Adapted from “The Art of Changing the brain”-James Zull Created by Simonida Vukobrat, February 2013.
According to James Zull, teaching is the art of changing the brain. Successful teachers produce change in a learner’s brain. Generating that change is not a science; it’s an art. Science may tell us what learning is, and what inﬂuences it, but to apply this knowledge eﬀectively is an art!
The brain carries out four basic functions: getting information =1. gathering (sensory cortex),2. analyzing (back integrative cortex) - making meaning of information3. creating - creating new ideas from these meanings (front integrative cortex),4. Acting - acting on those ideas (motor cortex). If we ask our students to do these four things, they will have a chance to use their whole brain.
Feelings are both created and perceived by the brain. They directly inﬂuence our behaviors and attitudes and determine whether or not students are motivated to learn. The emotion centers of the brain are strongly connected to the thinking areas. Emotion and thought are physically entangled!
The teacher must ﬁnd ways in which learning itself is intrinsically rewarding. Learning itself must evoke emotion, and must relate to things that naturally engage the learner. Extrinsic motivators, such as grades or gold stars, are only needed when these intrinsic conditions are not met. If learners are given tasks that connect with things which naturally interest them, if they ﬁnd learning rewarding, and if they make progress, extrinsic rewards are not needed.
Helping students ﬁnd connections with their past beliefs and experiences is vital for learning. Knowledge grows as our neurons make new connections, and as they increase or decrease the strength of existing neuronal networks in the brain. Information enters the brain through existing networks of neurons which is one’s prior knowledge. Learning is constructing knowledge and that process modiﬁes the old. Sometimes the old networks are so powerful that they become a barrier to new knowledge – proactive inhibition.

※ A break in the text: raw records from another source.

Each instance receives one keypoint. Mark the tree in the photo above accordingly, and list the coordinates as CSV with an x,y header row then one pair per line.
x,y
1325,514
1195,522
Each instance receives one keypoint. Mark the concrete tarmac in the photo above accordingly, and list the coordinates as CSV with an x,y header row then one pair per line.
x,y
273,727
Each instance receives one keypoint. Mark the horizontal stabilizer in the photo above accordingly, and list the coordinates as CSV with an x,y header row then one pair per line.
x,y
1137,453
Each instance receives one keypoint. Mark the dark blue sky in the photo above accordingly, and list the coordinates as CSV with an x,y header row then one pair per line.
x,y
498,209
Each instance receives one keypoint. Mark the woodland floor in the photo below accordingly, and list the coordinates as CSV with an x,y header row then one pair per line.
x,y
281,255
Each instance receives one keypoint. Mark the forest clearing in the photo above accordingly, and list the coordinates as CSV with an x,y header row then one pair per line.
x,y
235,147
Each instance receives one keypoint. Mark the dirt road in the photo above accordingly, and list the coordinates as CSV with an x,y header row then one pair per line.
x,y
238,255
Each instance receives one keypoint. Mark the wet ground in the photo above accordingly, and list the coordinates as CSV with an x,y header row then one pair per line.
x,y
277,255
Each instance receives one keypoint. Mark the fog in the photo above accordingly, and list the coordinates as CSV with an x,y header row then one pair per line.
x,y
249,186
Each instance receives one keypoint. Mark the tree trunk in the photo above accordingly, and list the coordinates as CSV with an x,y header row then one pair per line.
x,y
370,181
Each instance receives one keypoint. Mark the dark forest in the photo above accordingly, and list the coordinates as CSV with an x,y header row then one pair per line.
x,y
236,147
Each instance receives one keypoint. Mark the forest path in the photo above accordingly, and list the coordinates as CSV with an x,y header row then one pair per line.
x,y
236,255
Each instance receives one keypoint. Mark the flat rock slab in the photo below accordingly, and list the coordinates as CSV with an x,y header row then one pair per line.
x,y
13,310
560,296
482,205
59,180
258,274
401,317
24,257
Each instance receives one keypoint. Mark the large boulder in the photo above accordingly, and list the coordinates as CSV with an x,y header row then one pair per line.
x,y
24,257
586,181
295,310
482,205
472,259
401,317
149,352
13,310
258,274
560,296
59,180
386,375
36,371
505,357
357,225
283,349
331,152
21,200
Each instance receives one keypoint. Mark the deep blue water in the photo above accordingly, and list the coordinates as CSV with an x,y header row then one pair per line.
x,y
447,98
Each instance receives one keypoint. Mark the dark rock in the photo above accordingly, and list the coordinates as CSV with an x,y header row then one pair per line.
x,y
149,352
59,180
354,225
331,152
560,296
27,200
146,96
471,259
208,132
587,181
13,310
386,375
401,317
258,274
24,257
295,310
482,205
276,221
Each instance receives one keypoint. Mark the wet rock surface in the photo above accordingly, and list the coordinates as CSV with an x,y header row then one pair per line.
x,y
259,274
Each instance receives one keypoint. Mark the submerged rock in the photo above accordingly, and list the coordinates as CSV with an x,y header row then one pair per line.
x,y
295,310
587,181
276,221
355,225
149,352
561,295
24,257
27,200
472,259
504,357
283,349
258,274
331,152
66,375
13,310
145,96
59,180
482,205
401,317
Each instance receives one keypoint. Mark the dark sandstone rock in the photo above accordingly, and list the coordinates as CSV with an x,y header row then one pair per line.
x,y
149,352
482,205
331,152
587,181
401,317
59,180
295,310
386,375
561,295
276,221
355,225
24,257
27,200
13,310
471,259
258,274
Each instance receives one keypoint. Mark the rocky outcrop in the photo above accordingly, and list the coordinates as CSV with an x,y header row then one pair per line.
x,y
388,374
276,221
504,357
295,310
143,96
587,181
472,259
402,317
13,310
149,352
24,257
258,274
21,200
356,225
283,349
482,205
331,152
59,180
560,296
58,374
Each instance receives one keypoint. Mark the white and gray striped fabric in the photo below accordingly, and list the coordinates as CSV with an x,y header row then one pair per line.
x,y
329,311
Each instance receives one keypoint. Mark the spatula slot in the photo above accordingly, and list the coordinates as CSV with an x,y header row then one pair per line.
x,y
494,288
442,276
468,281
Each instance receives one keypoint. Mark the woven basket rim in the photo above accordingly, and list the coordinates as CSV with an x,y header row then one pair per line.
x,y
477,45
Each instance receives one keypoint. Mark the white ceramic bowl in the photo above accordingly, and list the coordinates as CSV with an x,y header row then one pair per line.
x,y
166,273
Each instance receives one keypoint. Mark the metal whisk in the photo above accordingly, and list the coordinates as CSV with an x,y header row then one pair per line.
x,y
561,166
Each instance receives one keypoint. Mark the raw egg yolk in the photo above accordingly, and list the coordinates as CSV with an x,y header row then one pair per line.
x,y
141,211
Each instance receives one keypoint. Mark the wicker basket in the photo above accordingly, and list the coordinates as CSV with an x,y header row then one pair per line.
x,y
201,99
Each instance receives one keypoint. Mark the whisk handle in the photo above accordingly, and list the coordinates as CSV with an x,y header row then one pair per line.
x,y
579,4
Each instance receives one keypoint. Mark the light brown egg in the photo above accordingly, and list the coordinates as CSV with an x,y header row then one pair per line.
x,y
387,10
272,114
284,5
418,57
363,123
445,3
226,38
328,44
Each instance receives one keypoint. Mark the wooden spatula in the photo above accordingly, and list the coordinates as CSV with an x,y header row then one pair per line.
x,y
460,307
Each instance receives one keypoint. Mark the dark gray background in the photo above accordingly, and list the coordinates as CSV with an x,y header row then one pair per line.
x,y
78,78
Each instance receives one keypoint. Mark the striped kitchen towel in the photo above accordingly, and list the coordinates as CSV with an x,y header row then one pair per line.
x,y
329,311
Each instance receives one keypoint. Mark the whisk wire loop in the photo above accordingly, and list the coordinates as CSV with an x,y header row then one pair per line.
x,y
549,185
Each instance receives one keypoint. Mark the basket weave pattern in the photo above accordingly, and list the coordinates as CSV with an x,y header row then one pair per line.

1. The art of discovery of existing networks. This means understanding our students The better we understand how students think and the nature of their prior experiences, the better insight we can have with regard to how they can build on their existing neuronal connections.2. The second aspect is the skill of building on existing connections, even when they seem wrong.
a) The ﬁrst one is practice. Neurons that ﬁre a lot tend to form more connections and strengthen new connections. For example, neurons have the ability to just stop ﬁring when the stimulus turns out to be unimportant (habituation). Repeating isn’t necessarily enoughb) The other thing that helps neuron networks become stronger, larger and more complex is emotion. There are studies which show that such changes in networks can be generated simply by triggering neurons to dump “emotion chemicals” - adrenaline, serotonin and dopamine - on the ﬁring networks. These chemicals are delivered to speciﬁc parts of the brain by speciﬁc neuron pathways. Thus, the concomitant frequent ﬁring and exposure to the chemicals of emotion lead to great change in neuronal networks
Practice and meaning are important parts of the art of changing the brain. The student will not practice in a meaningful way unless he/she cares. Ultimately it’s the learner who is in control. The teacher’s role is to arrange conditions and challenges in ways that engage the learner.
Teachers often complain that their students aren’t motivated, as though it were some sort of character ﬂaw. They would learn if they would just get motivated. People cannot stay motivated enough to learn unless they experience some success. They may be motivated to try something, but if they are going to sustain motivation, they must sense some progress. It’s the teacher’s job to ﬁnd a pathway to success. We shouldn’t ask “How can I motivate my students?” but rather “How can I support their learning?”. They will be motivated if they are learning, because learning is rewarding to the brain. This motivation is intrinsic and it is unrelated to any external reward or punishment. It is the teacher’s most powerful ally.
The human brain is a learning organ; learning is what it does. The main task for the teacher is to help the learners ﬁnd connections. Once students encounter elements that connect with their life, their emotions, their experiences or their understandings, they will learn. Their brains will change. Learners must create their own ideas and act on them if they are to take ownership of their learning. The learner must evaluate his work in order to own it. If it is truly his, it must be formed in a cycle of creating, evaluating, re-creating and reevaluating. The learner is the one who has to be in control.
We teach students. Teaching is about the students. A teacher is most successful when his/her students can say: “We did this ourselves.” This is an emotional claim. Success in learning is emotional success. No matter how much the teacher appreciates the learning cycle or neuronal networks, a teacher has little hope of meaningful academic connection if his/her learners don’t feel engaged.
The fear region in the brain is the amygdala. Our amygdala is constantly monitoring our experience to assess current emotional standing. When we want to help someone learn, we should be aware that our learner will be quickly and subconsciously monitoring the situation through the amygdala. This isn’t something the learner decides to do. It just happens. When the amygdala senses danger, it subconsciously sends signals directly out to the body.